The only problem is, according to the California Employment Development Department, the Golden State accounted for a mere 8.1 percent of the nation's new unemployment last year while employing about 11 percent of the country's work force, so we're actually healthier than the country as a whole. Which means Davis has done a better job than all those incompetent governors who aren't being recalled, but of course, nobody besides Davis himself is going to point that out, and that probably won't work, since everything that comes out of his mouth is dismissed as self-serving crap.
This is one of the minor pitfalls that tends to befall people in the aftermath of earning a national reputation as "the little Governor who cries self-serving crap not just often but pretty much all the time."
As opposed to the sitting Governor, who can't get away with anything, even telling the truth, Schwarzenegger gets away with everything, or more accurately, saying absolutely nothing. Maybe it's the accent. Asked to specify three state regulations he'd dump as governor, Arnold declined, admitting, "There's a lot to be learned. I'm hungry for information. I'm like a sponge."
Oh, terrific. Just what we need: Governor Sponge. Although you got to admit, it is a step up from Governor Jellyfish. Apparently, we're on a slow climb up the evolutionary ladder out of the gubernatorial primordial ooze. I have a dream. I dream of a day when California is able to enlist the assistance of a Guber whose primary mailing address is not the Hall of Invertebrates. California's Capitol Rotunda; a foyer only a marine biologist could love.
After hearing numerous people claim they watched the debate and thought Arnold gave an exemplary performance, I was convinced they either had misunderstood the definition of the word "exemplary" or some of Arnold's special effects buddies had surreptitiously substituted a digitally altered replay. But then, people thought Dubya won his first debate too. Which teaches us what? Set the bar low enough, and all that's required to be hailed the winner is to refrain from drooling.
Mispronouncing the name of the state you're running to govern apparently isn't enough for disqualification anymore. Neither is having failed to vote in 13 of the last 21 elections. 64 percent of all the elections in the last nine years. Didn't vote. And he wants to be governor. Never got a license, now he's jumping behind the wheel of the fifth largest tandem axle big rig in the world as it plummets down a frozen mountain pass with faulty brakes. You know what we need here? A test. Lawyers got to pass a test.
Pharmacists got to pass a test.
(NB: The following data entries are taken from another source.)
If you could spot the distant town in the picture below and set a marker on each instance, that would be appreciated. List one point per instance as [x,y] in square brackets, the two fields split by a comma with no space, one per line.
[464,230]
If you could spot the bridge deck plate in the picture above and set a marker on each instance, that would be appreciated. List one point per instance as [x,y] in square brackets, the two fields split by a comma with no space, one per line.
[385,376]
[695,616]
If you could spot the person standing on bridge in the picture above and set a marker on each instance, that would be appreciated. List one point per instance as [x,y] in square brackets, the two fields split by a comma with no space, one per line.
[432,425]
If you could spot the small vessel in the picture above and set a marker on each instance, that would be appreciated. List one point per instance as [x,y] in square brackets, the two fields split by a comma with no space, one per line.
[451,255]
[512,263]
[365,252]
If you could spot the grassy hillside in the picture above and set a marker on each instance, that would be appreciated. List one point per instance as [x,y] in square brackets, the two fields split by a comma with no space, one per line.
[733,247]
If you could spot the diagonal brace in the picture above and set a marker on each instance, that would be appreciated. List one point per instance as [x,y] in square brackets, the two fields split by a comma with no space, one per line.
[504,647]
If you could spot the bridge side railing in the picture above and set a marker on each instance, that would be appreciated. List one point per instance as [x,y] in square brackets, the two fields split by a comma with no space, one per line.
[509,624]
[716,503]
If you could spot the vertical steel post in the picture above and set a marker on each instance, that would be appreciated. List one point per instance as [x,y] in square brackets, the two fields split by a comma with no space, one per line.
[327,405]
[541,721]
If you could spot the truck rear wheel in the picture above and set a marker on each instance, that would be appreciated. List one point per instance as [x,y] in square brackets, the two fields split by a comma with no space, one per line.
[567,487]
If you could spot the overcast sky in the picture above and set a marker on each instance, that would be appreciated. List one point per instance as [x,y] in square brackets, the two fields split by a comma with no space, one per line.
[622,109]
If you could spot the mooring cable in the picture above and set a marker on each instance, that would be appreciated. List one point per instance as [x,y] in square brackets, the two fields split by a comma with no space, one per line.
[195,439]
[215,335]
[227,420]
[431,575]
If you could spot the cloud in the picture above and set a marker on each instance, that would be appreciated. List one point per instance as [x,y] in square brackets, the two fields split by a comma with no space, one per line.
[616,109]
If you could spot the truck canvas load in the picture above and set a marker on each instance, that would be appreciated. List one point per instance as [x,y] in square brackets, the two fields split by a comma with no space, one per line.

For crum's sake, beauticians got to pass a test. Shouldn't governors have to pass a test? I'm talking real answers. Multiple choice. No lame aphorisms to fuzzy essay questions allowed.
Such as: quizzed on the stump as to his opinion of California's Family Leave Program, the man who played a robot from the future rambled on about the present: "I'm very much for families, I'm very much for children and children's issues, and all that stuff." So there you have it; the man is pro families, in favor of children and pro stuff. Can't wait till all those anti-children's issues candidates get a load of this resolute manifesto. You can bet they'll be shivering in their stuff-hating boots.
Will Durst is a San Francisco political comic.